Samar Khatiwala1, Dave May1, Sean Barrett2, Anna Rufas Blanco1 and Elleanor Lamb3, (1)University of Oxford, Department of Earth Sciences, Oxford, United Kingdom, (2)University of Oxford, Department of Physics, United Kingdom, (3)Imperial College London, United Kingdom
Abstract:
Marine particles are increasingly recognized to play a fundamental role in global biogeochemical cycles. For instance, the sinking of organic matter produced by photosynthesizing phytoplankton at the surface of the ocean transport large amounts of carbon from the atmosphere into the deep ocean. Such particles also scavenge and transport trace elements, thus playing a key role in their geochemical cycling. However, most existing ocean models are Eulerian in nature (i.e., are designed to represent tracer concentrations) and are thus unsuited to simulate the fundamentally discrete and Lagrangian nature of these particles. Here we present a novel computational approach to efficiently simulate marine particles by exploiting the Transport Matrix Method (TMM), a widely used framework for simulating ocean biogeochemical tracers. The TMM encapsulates the advective-diffusive transport of tracers, including that due to (parameterized) eddies and small scale turbulence, in any ocean circulation model as a sparse matrix.
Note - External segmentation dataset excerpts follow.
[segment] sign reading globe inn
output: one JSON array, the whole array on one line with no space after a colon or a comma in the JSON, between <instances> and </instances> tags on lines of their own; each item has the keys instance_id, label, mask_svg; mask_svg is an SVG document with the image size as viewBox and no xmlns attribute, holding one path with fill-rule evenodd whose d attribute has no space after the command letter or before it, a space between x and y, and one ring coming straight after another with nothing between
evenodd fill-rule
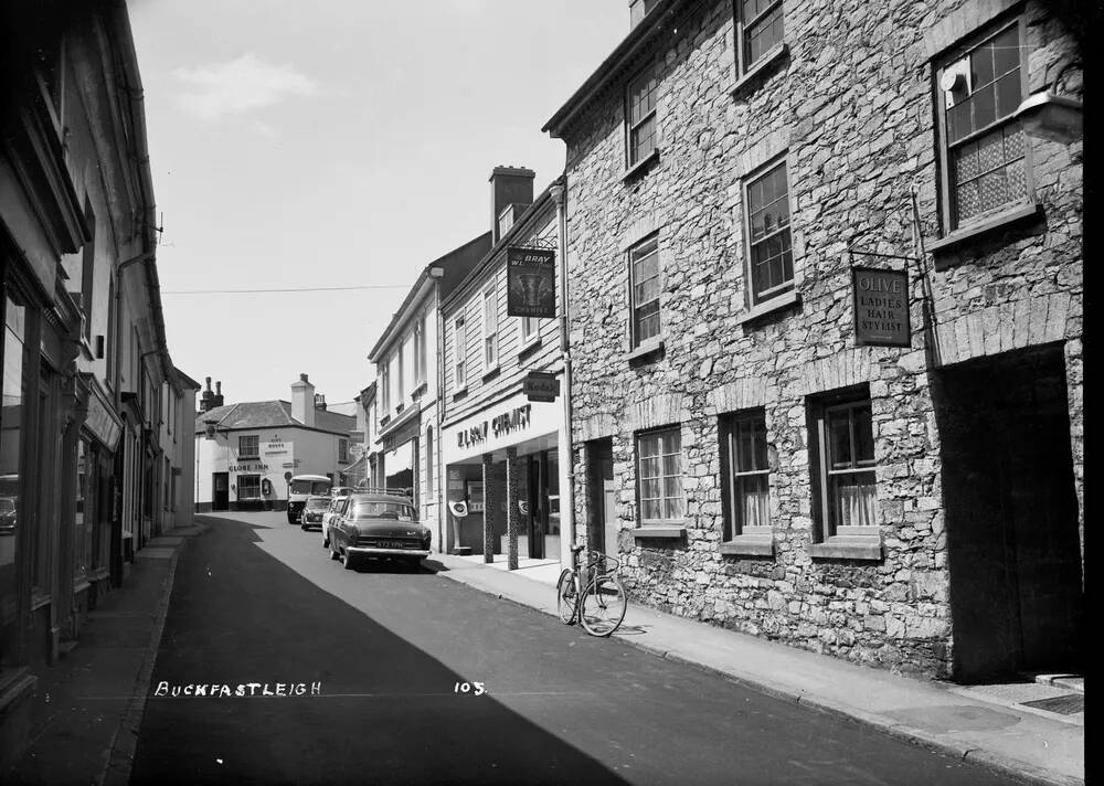
<instances>
[{"instance_id":1,"label":"sign reading globe inn","mask_svg":"<svg viewBox=\"0 0 1104 786\"><path fill-rule=\"evenodd\" d=\"M909 274L851 268L857 347L911 347Z\"/></svg>"}]
</instances>

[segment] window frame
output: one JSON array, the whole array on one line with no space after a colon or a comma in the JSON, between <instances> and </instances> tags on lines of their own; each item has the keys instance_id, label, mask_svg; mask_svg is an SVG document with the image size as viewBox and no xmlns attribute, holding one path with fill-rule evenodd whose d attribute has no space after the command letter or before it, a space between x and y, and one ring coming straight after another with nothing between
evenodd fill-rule
<instances>
[{"instance_id":1,"label":"window frame","mask_svg":"<svg viewBox=\"0 0 1104 786\"><path fill-rule=\"evenodd\" d=\"M760 423L762 423L763 428L762 439L764 444L764 466L763 468L742 470L739 468L739 429L745 424ZM725 497L722 510L724 527L722 542L732 543L742 535L769 534L773 531L773 519L771 517L771 500L773 498L773 493L771 491L771 476L773 472L773 463L771 460L771 443L768 438L769 432L767 431L766 424L766 410L764 407L756 407L753 410L743 410L741 412L722 415L718 431L722 438L721 472L724 482L722 493ZM740 478L750 477L763 477L766 479L767 519L765 524L749 524L743 521L743 516L740 513L740 511L743 510L743 506L742 496L737 493L737 480Z\"/></svg>"},{"instance_id":2,"label":"window frame","mask_svg":"<svg viewBox=\"0 0 1104 786\"><path fill-rule=\"evenodd\" d=\"M651 95L651 109L647 111L640 119L633 121L633 87L640 83L645 77L651 77L652 87L650 91ZM635 156L636 146L634 145L634 134L640 129L648 120L652 120L652 142L651 149L643 156ZM638 167L645 161L651 159L655 155L659 152L659 65L658 62L652 61L637 70L631 77L625 83L625 169L631 170L634 167Z\"/></svg>"},{"instance_id":3,"label":"window frame","mask_svg":"<svg viewBox=\"0 0 1104 786\"><path fill-rule=\"evenodd\" d=\"M256 449L253 453L245 453L246 440L253 439L256 444ZM238 434L237 435L237 458L238 460L247 458L261 458L261 436L257 434Z\"/></svg>"},{"instance_id":4,"label":"window frame","mask_svg":"<svg viewBox=\"0 0 1104 786\"><path fill-rule=\"evenodd\" d=\"M468 386L468 329L464 317L453 320L453 385L456 392Z\"/></svg>"},{"instance_id":5,"label":"window frame","mask_svg":"<svg viewBox=\"0 0 1104 786\"><path fill-rule=\"evenodd\" d=\"M242 488L243 484L242 484L242 481L245 480L245 479L248 479L251 481L251 484L250 484L251 486L252 486L252 481L253 480L257 481L257 484L256 484L256 488L257 488L256 496L254 496L254 497L245 497L245 496L243 496L243 488ZM251 475L238 475L237 476L237 501L238 502L243 502L243 501L251 501L251 500L257 500L257 499L261 499L261 476L259 475L253 475L253 474L251 474Z\"/></svg>"},{"instance_id":6,"label":"window frame","mask_svg":"<svg viewBox=\"0 0 1104 786\"><path fill-rule=\"evenodd\" d=\"M762 23L766 17L768 17L774 10L778 10L778 15L782 18L782 35L778 41L767 49L763 50L758 57L753 61L747 60L747 46L746 39L749 31ZM786 43L786 12L783 7L783 0L773 0L767 4L767 8L760 11L755 19L747 21L744 19L743 13L743 2L741 0L732 0L732 19L735 26L735 44L736 44L736 78L742 78L747 76L757 67L762 66L769 60L769 55L775 50L782 47Z\"/></svg>"},{"instance_id":7,"label":"window frame","mask_svg":"<svg viewBox=\"0 0 1104 786\"><path fill-rule=\"evenodd\" d=\"M428 346L426 342L426 317L423 314L414 325L414 385L421 386L427 376L426 354Z\"/></svg>"},{"instance_id":8,"label":"window frame","mask_svg":"<svg viewBox=\"0 0 1104 786\"><path fill-rule=\"evenodd\" d=\"M1029 95L1029 63L1028 59L1025 56L1025 51L1027 49L1027 31L1023 14L1013 14L1011 17L1002 15L988 24L985 24L977 30L973 31L966 39L955 44L951 49L943 52L935 61L934 67L932 70L932 89L934 94L935 104L935 124L936 124L936 135L935 135L935 146L936 146L936 158L938 161L938 187L940 187L940 222L942 230L942 237L948 237L956 235L958 233L967 233L970 230L984 225L987 221L992 220L996 216L1000 216L1002 213L1016 211L1017 209L1022 209L1027 205L1032 205L1037 203L1036 188L1034 188L1034 177L1033 177L1033 160L1032 160L1032 149L1031 139L1025 132L1023 134L1023 176L1025 176L1025 193L1021 199L1005 202L999 208L990 210L988 212L978 212L970 216L965 223L958 219L956 197L952 189L952 163L951 163L951 151L954 148L970 145L972 142L981 139L995 130L1004 129L1007 126L1017 124L1013 114L1005 115L1001 118L995 119L992 123L974 130L962 139L955 141L953 145L949 141L949 134L947 129L947 107L946 98L940 82L943 74L947 68L956 65L963 60L967 60L970 55L988 43L994 38L1005 33L1006 31L1016 28L1017 38L1019 40L1019 72L1020 72L1020 103ZM973 94L970 94L973 95ZM1005 164L1002 164L1005 166Z\"/></svg>"},{"instance_id":9,"label":"window frame","mask_svg":"<svg viewBox=\"0 0 1104 786\"><path fill-rule=\"evenodd\" d=\"M786 206L787 206L787 222L786 226L769 235L764 235L758 241L752 242L752 205L751 199L749 197L749 191L752 185L758 181L766 178L768 174L773 173L778 167L782 167L783 172L786 176ZM797 291L798 284L798 264L797 254L794 249L794 189L790 183L789 178L789 151L784 150L777 156L773 156L769 160L765 161L762 166L756 167L752 171L747 172L744 177L740 179L740 199L742 204L742 224L743 224L743 246L744 246L744 280L745 280L745 304L749 309L756 309L763 307L774 300L786 298L790 293ZM753 256L753 247L765 243L766 241L779 236L783 232L789 234L789 262L790 262L790 277L783 284L778 284L774 287L765 289L764 293L756 295L755 293L755 262Z\"/></svg>"},{"instance_id":10,"label":"window frame","mask_svg":"<svg viewBox=\"0 0 1104 786\"><path fill-rule=\"evenodd\" d=\"M661 445L661 443L662 443L662 435L665 435L665 434L673 434L673 435L676 435L676 437L678 438L678 450L676 453L671 453L671 454L657 453L657 454L647 456L647 458L652 458L652 457L658 457L659 458L660 475L645 478L644 474L641 471L641 461L645 458L645 456L644 456L644 454L643 454L643 452L640 449L641 442L645 440L645 439L651 438L651 437L659 437L660 438L660 445ZM634 461L635 461L635 465L636 465L635 469L636 469L636 508L637 508L637 512L636 512L636 525L637 525L637 528L638 529L645 529L645 528L648 528L648 527L672 527L672 525L675 525L675 527L684 527L686 525L686 518L687 518L687 491L686 491L686 485L682 482L682 479L686 476L686 461L684 461L684 459L682 457L682 425L681 424L677 424L677 425L672 425L672 426L662 426L660 428L649 428L647 431L637 432L636 434L633 435L633 443L634 443L633 447L635 449ZM662 448L660 447L660 450ZM678 474L677 475L670 475L670 476L662 475L662 459L666 456L678 456L679 457L679 467L678 467ZM652 480L652 479L656 479L656 478L659 479L660 497L655 498L655 499L659 499L660 502L661 502L661 504L665 504L665 507L666 507L667 500L668 499L673 499L673 497L668 498L666 496L665 490L664 490L664 480L667 479L668 477L678 478L678 480L679 480L679 500L680 500L680 508L681 508L680 514L676 516L673 518L660 517L658 519L646 519L645 516L644 516L644 510L645 510L645 506L644 506L644 481L645 480ZM649 498L649 499L651 499L651 498Z\"/></svg>"},{"instance_id":11,"label":"window frame","mask_svg":"<svg viewBox=\"0 0 1104 786\"><path fill-rule=\"evenodd\" d=\"M480 307L482 308L482 340L480 341L480 347L482 349L484 373L489 374L499 367L498 298L497 288L493 283L484 287Z\"/></svg>"},{"instance_id":12,"label":"window frame","mask_svg":"<svg viewBox=\"0 0 1104 786\"><path fill-rule=\"evenodd\" d=\"M854 410L867 408L870 412L870 449L871 458L864 466L858 466L860 461L854 458L854 426L850 419L848 429L850 438L850 453L852 466L843 469L832 469L831 465L831 435L829 422L834 414L840 412L853 412ZM810 427L810 481L813 484L814 497L814 520L815 520L815 543L830 544L838 538L864 538L871 541L880 541L880 522L878 513L878 449L874 438L873 427L873 402L870 397L869 389L863 385L859 389L819 396L809 401L809 427ZM840 475L859 475L869 472L873 478L874 506L873 521L870 524L846 525L836 521L836 499L832 497L831 478ZM816 555L816 554L815 554Z\"/></svg>"},{"instance_id":13,"label":"window frame","mask_svg":"<svg viewBox=\"0 0 1104 786\"><path fill-rule=\"evenodd\" d=\"M651 253L644 253L641 251L647 248L649 245L655 244L655 248ZM641 254L637 257L637 254ZM636 266L639 262L647 259L649 256L655 255L656 257L656 275L652 278L658 279L658 289L656 297L644 304L638 304L636 301ZM625 259L628 266L628 325L629 325L629 344L633 349L637 347L646 346L648 343L654 343L662 340L664 337L664 258L660 254L659 246L659 233L654 232L652 234L644 237L643 240L634 243L625 252ZM646 280L651 280L648 278ZM637 312L644 306L656 304L656 316L659 320L659 327L655 333L648 336L647 338L640 337L639 320L637 319Z\"/></svg>"}]
</instances>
By interpreting the (deterministic) values embedded in the transport matrix as probabilities governing where a particle is likely to move we can also use the TMM to simulate Lagrangian particles. We implement this idea using the PETSc (https://www.mcs.anl.gov/petsc/) numerical library, which provides both efficient parallelization and the facility to associate particles with an arbitrary number of attributes (e.g., size and composition). These attributes may optionally evolve in time through user-provided transformations (e.g., bacterial remineralization). Parallelization is performed via physical domain decomposition, with each process responsible only for particles that lie in the local domain. Migration of particles (and their attributes) across processors (MPI ranks), when they are transported by the flow from one region to another that belongs to a different sub-domain, is transparently managed by the underlying PETSc library. We illustrate the method using a variety of examples.